In a historical comparative study, the CREDO-Kyoto Registry Cohort-3 had a higher risk of bleeding compared to Cohort-2, which is at least partially explained by differences in P2Y12 receptor blockers, as reported by Dr. Masahiro Natsuaki of Saga University and his colleagues in the May issue of Circulation Journal.
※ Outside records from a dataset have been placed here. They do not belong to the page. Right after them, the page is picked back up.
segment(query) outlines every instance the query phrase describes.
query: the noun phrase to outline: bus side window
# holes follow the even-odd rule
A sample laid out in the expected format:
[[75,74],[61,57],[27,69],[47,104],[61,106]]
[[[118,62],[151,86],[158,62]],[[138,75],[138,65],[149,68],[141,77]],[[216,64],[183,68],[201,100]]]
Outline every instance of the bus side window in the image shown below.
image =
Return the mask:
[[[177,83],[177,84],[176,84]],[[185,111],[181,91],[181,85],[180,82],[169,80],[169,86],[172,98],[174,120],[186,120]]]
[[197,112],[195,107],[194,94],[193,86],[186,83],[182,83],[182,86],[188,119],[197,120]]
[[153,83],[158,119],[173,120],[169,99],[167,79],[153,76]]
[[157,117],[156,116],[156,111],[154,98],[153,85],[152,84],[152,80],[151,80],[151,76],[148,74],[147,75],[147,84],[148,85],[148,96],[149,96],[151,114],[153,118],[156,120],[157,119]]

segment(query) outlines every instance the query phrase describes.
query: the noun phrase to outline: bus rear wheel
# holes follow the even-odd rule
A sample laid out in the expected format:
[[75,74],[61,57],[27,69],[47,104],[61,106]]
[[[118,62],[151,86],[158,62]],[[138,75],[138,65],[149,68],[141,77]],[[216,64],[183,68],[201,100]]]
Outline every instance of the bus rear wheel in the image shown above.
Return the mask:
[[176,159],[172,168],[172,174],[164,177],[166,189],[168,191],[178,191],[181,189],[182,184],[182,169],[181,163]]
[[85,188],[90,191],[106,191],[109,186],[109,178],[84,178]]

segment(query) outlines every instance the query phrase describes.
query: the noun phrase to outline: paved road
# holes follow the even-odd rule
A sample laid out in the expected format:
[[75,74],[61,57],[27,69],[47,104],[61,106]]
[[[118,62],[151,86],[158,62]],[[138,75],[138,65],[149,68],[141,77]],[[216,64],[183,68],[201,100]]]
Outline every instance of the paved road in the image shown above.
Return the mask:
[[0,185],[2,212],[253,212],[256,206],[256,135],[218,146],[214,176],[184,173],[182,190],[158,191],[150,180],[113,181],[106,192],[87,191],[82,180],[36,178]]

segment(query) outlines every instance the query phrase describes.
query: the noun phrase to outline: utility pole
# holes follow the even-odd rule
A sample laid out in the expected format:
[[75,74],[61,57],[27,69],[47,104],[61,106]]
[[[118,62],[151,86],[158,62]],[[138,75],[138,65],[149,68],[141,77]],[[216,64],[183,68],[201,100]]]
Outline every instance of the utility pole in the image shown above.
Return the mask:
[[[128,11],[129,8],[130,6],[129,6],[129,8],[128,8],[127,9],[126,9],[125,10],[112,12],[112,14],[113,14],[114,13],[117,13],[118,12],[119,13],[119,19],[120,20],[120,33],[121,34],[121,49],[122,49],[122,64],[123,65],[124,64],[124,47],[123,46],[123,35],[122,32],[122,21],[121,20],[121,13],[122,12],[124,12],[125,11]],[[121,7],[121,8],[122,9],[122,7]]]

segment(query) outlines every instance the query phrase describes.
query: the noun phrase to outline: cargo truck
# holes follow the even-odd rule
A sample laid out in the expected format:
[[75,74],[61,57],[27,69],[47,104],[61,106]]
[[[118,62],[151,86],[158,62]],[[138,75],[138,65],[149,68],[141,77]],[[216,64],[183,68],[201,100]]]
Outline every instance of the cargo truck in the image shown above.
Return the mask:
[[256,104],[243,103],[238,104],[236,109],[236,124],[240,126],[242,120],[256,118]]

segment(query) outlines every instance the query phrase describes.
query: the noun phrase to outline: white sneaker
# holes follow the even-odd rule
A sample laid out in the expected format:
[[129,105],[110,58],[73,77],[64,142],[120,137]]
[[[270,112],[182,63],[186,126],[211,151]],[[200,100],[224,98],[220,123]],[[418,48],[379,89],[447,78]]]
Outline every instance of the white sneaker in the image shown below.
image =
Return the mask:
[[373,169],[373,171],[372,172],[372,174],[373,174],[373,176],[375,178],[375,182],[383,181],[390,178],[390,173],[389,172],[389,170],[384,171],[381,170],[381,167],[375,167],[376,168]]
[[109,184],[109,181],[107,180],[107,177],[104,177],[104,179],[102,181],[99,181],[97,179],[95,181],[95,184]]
From the CREDO-Kyoto Registry, 25,419 patients (Cohort-2: 12,161; Cohort-3: 13,258) undergoing first-time PCI were included in the study.

Compared to Cohort-2 patients, Cohort-3 patients were older, had more heart failure, prior stroke, peripheral vascular disease, chronic kidney disease, atrial fibrillation, anemia, thrombocytopenia, malignancy, higher risk of ARC bleeding, and fewer patients were current smokers. Procedural characteristics showed that the proximal left anterior descending artery, left main coronary artery, and bifurcation lesions were treated more frequently in Cohort-3 than in Cohort-2, and chronic total occlusion was treated less frequently than in Cohort-2. The prevalence of DES use was much higher in Cohort-3 than in Cohort-2, and the majority of DES cases in Cohort-3 used new generation DES. Minimum stent size was significantly smaller in Cohort-3 than in Cohort-2. For treatment with P2Y12 receptor blockers, Cohort-2 and Cohort-3 patients received reduced doses of ticlopidine (200 mg/day) and global doses of clopidogrel (75 mg/day) in 87.7% and 94.8% of patients, respectively.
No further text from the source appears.